When Vera’s father died in 1973, the secret police produced a report detailing her close family including those living and those then deceased. They also noted the ASIO file number of the Minister of Religion conducting the burial, the Reverend W. H Childs. Given these life experiences, it was no surprise that, on first meeting Vera in 1994, I knew at once that she was someone to learn from. It was obvious that she had a broad understanding of world affairs and a well-integrated philosophical perspective that enabled her to analyse world events quickly; she was a woman of wisdom and humanity. Vera was happy to talk about a single issue, but she was not a single-issue person; rather, she always considered how an issue fitted into a broader strategy. She was about people working together collectively to change society and the world for the better. Not just to survive, but to enjoy life.
Vera stayed in the CPA until 1991 when it dissolved into the Search Foundation, which she then joined. Her husband Stan died in 1993, and in 1997 she returned to live in Newcastle. There she joined the Progressive Labour Party and became active in the Hunter Broad Left, from which she received an Outstanding Service Award in 2014. Left-wing politics were clearly central to her life, and she saw an historical necessity for socialism. It was no accident that she supported regional history via the Regional History Fund at the University of Newcastle that was named after her. She was also an activist for the environment, often planting trees on Kooragang Island. It all stemmed from her political perspective and her concern for the earth we live on. Popular recognition came late in her life: she was awarded an honorary degree by the University of Newcastle, was granted the Keys to the City of Newcastle, and received an Order of Australia Medal from the Commonwealth Government.
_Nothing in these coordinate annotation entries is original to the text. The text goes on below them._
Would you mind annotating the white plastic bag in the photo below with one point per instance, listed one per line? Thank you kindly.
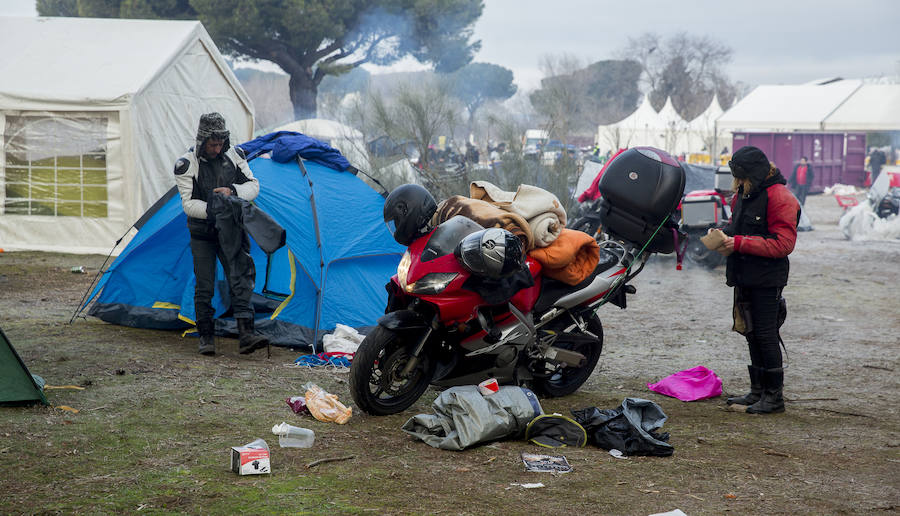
(344, 340)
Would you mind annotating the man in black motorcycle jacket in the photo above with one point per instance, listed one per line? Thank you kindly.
(212, 167)
(760, 235)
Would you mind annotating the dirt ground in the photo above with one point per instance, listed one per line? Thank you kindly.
(156, 420)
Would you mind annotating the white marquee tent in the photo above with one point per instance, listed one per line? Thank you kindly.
(702, 135)
(872, 107)
(794, 107)
(93, 115)
(642, 127)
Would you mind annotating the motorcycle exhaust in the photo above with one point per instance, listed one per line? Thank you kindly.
(565, 356)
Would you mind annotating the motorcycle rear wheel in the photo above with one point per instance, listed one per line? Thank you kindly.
(375, 381)
(568, 379)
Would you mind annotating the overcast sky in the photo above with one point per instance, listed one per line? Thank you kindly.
(774, 41)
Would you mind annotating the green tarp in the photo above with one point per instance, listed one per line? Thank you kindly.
(17, 386)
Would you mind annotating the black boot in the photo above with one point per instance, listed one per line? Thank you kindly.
(206, 330)
(772, 400)
(248, 341)
(755, 388)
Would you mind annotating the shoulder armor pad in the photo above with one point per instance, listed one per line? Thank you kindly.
(181, 166)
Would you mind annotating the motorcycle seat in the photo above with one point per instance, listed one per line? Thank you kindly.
(552, 290)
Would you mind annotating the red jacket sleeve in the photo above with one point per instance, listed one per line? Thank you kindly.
(782, 214)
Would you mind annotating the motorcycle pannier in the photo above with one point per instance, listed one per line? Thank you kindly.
(640, 188)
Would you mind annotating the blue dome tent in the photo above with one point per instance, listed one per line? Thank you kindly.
(337, 258)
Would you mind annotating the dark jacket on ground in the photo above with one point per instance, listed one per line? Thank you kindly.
(792, 182)
(764, 227)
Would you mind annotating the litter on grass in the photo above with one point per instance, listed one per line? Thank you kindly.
(546, 463)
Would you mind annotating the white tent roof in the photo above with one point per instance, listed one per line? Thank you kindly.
(132, 91)
(788, 107)
(321, 129)
(705, 120)
(643, 117)
(873, 107)
(669, 117)
(80, 62)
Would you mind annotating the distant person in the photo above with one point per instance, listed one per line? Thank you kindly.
(760, 236)
(877, 159)
(471, 154)
(801, 179)
(212, 167)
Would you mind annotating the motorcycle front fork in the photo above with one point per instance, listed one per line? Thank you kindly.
(413, 361)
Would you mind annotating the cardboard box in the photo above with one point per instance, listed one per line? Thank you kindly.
(251, 459)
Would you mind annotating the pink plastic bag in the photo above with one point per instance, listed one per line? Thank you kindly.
(697, 383)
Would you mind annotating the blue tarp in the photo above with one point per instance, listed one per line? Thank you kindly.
(285, 146)
(338, 257)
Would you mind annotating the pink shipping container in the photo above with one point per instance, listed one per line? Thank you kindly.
(835, 157)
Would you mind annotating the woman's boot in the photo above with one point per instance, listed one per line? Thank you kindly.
(248, 341)
(755, 388)
(207, 333)
(772, 400)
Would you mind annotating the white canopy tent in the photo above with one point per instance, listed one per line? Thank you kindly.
(93, 115)
(872, 107)
(642, 127)
(675, 135)
(702, 136)
(800, 107)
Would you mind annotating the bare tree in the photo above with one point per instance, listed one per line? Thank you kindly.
(419, 114)
(687, 68)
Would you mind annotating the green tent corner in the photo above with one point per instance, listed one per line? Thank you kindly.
(17, 386)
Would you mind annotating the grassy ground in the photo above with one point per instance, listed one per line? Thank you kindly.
(156, 420)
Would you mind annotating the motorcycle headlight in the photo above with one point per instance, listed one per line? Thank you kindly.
(433, 283)
(403, 270)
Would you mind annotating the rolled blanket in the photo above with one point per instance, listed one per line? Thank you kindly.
(540, 208)
(485, 214)
(571, 258)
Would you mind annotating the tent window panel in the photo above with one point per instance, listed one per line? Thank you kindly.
(71, 209)
(94, 209)
(95, 193)
(95, 161)
(43, 208)
(56, 165)
(17, 207)
(69, 193)
(16, 191)
(45, 176)
(68, 176)
(43, 192)
(16, 175)
(95, 177)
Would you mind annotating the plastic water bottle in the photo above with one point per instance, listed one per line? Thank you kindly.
(293, 436)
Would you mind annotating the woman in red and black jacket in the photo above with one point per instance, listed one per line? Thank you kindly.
(761, 235)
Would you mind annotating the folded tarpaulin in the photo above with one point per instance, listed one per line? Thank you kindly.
(697, 383)
(630, 428)
(464, 417)
(286, 146)
(334, 359)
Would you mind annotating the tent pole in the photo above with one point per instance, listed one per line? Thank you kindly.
(321, 286)
(100, 271)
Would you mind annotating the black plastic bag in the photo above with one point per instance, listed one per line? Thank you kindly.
(631, 428)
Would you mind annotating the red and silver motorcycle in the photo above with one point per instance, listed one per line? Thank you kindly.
(466, 305)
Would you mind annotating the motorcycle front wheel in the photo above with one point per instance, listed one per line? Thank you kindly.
(376, 381)
(567, 380)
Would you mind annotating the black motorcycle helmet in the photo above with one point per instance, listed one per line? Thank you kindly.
(492, 252)
(410, 207)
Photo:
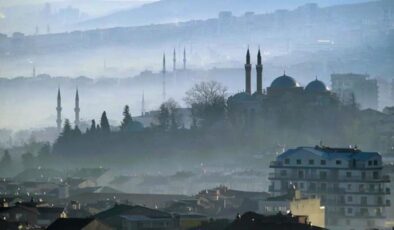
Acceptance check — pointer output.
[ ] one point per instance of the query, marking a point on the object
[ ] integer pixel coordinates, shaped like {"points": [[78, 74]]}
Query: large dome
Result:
{"points": [[316, 86], [284, 82], [240, 97]]}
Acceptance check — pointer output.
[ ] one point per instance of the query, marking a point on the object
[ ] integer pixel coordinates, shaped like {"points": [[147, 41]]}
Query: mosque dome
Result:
{"points": [[243, 96], [284, 82], [316, 86]]}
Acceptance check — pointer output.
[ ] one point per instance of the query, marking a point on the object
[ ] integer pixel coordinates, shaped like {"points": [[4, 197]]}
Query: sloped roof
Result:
{"points": [[69, 223], [126, 210], [331, 153]]}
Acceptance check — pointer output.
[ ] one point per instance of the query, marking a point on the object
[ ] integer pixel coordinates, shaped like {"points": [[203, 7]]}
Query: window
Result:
{"points": [[375, 175], [363, 200], [323, 186], [301, 174], [323, 175], [361, 188]]}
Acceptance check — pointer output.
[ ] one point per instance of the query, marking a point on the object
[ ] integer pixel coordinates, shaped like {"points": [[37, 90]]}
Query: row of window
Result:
{"points": [[323, 162]]}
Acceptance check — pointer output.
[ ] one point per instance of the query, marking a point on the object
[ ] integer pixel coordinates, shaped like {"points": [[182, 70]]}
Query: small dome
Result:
{"points": [[316, 86], [284, 82]]}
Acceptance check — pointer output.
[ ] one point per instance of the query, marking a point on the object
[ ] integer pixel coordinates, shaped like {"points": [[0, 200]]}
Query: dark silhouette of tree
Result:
{"points": [[104, 123], [168, 117], [67, 131], [93, 126], [127, 119], [208, 102], [76, 132]]}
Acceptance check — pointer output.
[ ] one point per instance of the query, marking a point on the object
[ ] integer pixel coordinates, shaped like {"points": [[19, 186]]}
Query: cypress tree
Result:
{"points": [[104, 123], [127, 119]]}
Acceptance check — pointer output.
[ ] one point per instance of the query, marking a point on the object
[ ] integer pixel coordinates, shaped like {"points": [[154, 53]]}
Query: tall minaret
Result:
{"points": [[59, 111], [76, 109], [259, 71], [143, 104], [184, 58], [174, 61], [164, 76], [248, 73]]}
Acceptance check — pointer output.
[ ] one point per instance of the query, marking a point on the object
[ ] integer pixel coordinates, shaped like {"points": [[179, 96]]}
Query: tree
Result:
{"points": [[104, 123], [93, 126], [6, 159], [67, 131], [168, 116], [208, 102], [127, 119]]}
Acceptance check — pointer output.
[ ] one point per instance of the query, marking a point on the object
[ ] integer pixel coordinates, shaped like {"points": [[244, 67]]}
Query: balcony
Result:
{"points": [[275, 164]]}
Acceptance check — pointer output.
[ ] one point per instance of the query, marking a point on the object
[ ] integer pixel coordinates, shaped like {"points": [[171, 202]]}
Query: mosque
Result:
{"points": [[283, 95]]}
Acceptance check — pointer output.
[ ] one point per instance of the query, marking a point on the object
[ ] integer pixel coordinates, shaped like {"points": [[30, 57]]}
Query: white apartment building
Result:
{"points": [[348, 181]]}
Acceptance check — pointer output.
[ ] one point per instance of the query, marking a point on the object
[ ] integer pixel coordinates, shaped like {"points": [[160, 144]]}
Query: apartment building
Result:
{"points": [[348, 181]]}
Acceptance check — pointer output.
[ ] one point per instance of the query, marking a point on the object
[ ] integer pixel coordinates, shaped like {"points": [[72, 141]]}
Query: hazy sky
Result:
{"points": [[7, 3]]}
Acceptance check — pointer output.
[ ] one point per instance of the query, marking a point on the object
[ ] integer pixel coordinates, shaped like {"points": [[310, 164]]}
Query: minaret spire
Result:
{"points": [[184, 58], [174, 61], [76, 109], [164, 76], [248, 72], [259, 71], [59, 111], [143, 104]]}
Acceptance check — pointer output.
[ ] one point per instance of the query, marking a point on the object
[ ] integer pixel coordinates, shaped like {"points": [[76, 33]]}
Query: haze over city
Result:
{"points": [[205, 114]]}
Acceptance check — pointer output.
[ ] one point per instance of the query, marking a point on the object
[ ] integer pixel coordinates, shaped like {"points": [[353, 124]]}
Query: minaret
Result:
{"points": [[76, 109], [164, 76], [174, 61], [143, 105], [59, 111], [248, 73], [259, 71], [184, 58]]}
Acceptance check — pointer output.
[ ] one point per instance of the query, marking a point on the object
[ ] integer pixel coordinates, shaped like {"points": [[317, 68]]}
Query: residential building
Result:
{"points": [[349, 182], [357, 88]]}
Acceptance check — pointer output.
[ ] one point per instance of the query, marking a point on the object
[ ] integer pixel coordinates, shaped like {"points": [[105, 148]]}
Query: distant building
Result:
{"points": [[294, 203], [251, 220], [137, 218], [357, 88], [349, 182], [78, 224]]}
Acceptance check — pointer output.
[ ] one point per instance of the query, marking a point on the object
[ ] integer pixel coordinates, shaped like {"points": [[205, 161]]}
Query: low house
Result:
{"points": [[137, 217], [78, 224]]}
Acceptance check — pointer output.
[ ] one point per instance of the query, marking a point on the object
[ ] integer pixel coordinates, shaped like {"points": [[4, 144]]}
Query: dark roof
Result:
{"points": [[254, 221], [69, 223], [122, 209], [284, 82], [316, 86]]}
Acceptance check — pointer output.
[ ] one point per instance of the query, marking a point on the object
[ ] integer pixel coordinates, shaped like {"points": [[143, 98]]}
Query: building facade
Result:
{"points": [[348, 181], [356, 88]]}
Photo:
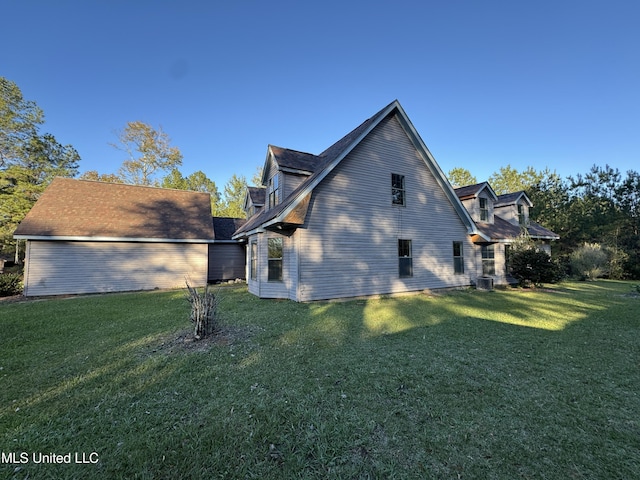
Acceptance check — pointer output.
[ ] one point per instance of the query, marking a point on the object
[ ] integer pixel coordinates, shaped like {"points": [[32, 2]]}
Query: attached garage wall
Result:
{"points": [[226, 261], [56, 268]]}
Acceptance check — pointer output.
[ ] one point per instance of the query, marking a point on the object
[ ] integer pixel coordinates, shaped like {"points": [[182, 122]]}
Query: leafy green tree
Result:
{"points": [[508, 180], [149, 152], [460, 177], [93, 175], [196, 182], [531, 265], [589, 261], [20, 120], [233, 198], [175, 180], [28, 160]]}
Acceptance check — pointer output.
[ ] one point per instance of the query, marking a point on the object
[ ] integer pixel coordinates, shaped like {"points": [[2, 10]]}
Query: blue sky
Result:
{"points": [[487, 84]]}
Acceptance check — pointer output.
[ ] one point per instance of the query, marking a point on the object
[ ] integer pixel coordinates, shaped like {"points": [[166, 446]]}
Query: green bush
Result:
{"points": [[10, 284], [590, 262], [534, 266]]}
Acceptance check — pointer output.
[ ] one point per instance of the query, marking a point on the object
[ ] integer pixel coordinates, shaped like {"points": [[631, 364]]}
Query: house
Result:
{"points": [[373, 214], [501, 219], [226, 256], [85, 237]]}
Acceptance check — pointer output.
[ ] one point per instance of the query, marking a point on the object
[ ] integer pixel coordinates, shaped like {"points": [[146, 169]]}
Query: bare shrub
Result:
{"points": [[204, 311]]}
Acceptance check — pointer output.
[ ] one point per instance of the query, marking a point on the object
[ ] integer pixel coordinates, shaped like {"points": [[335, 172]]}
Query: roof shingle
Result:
{"points": [[87, 209]]}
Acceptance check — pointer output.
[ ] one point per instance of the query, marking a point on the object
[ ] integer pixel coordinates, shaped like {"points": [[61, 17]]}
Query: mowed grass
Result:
{"points": [[505, 384]]}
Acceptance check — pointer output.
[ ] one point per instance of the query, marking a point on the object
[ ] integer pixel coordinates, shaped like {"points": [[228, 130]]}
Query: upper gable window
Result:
{"points": [[405, 258], [484, 210], [397, 190], [274, 190], [522, 216]]}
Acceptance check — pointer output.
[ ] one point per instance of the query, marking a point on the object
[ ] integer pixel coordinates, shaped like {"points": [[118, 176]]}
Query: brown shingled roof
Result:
{"points": [[85, 209]]}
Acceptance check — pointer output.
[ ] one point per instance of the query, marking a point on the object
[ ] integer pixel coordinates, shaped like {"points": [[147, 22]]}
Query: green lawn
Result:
{"points": [[505, 384]]}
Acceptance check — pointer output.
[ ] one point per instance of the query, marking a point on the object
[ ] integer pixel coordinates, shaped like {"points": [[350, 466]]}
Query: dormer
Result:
{"points": [[284, 170], [479, 200], [254, 200], [514, 208]]}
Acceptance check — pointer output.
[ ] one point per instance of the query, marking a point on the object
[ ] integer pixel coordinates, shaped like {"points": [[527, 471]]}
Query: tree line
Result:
{"points": [[598, 207], [597, 210]]}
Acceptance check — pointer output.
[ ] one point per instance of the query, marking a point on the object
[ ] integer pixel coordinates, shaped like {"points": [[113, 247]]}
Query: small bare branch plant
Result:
{"points": [[204, 311]]}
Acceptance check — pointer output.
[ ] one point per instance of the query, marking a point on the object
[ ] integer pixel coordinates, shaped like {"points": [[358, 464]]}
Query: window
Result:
{"points": [[458, 258], [274, 190], [488, 260], [253, 261], [405, 260], [397, 189], [275, 259], [484, 210], [522, 220]]}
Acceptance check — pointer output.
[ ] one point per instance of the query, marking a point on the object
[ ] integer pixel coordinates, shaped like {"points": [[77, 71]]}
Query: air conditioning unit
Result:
{"points": [[484, 283]]}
Another aspect of Vera’s life was her love of music, and in particular she loved Newcastle’s union choir, the Newcastle People’s Chorus. She first heard the song ‘Weevils in the Flour’ when the Chorus sang it in Sydney in 1995. She loved it, as the song (the lyrics of which had first been written as a poem by her friend and comrade Dorothy Hewett) was about her own life on the islands in the Hunter River. One stanza summed up her background:
‘In those humpies by the river, we lived on dole and stew,
While just across the water, those greedy smokestacks grew,
And the hunger of the many filled the bellies of the few.’
Vera became an ardent follower of the People’s Chorus performances and attended many Chorus parties where those present were privileged to hear her stories and, of course, the latest political analysis. Sadly, Vera died in May 2021 at the age of 94. She was an example to us all, as a political activist, an advocate for those not so well off, and for those in need of support. All those who knew Vera Deacon considered themselves lucky to have such an inspirational person in their lives.
An electrician by trade, Rod Noble worked at the Newcastle steelworks and for 15 years as Newcastle Trades Hall Council Research Officer before becoming an academic at the University of Newcastle in 1990. He was a founding member of the Newcastle People’s Chorus and is currently editor of Australian Socialist. Rod was a friend and comrade of Vera’s for more than 25 years. This article first appeared in the Sydney branch publication, The Hummer vol. 15 no. 2. Full references can be found at https://www.labourhistory.org.au/hummer/
Radical Currents, Labour Histories, No. 1 Autumn 2022, 36-38.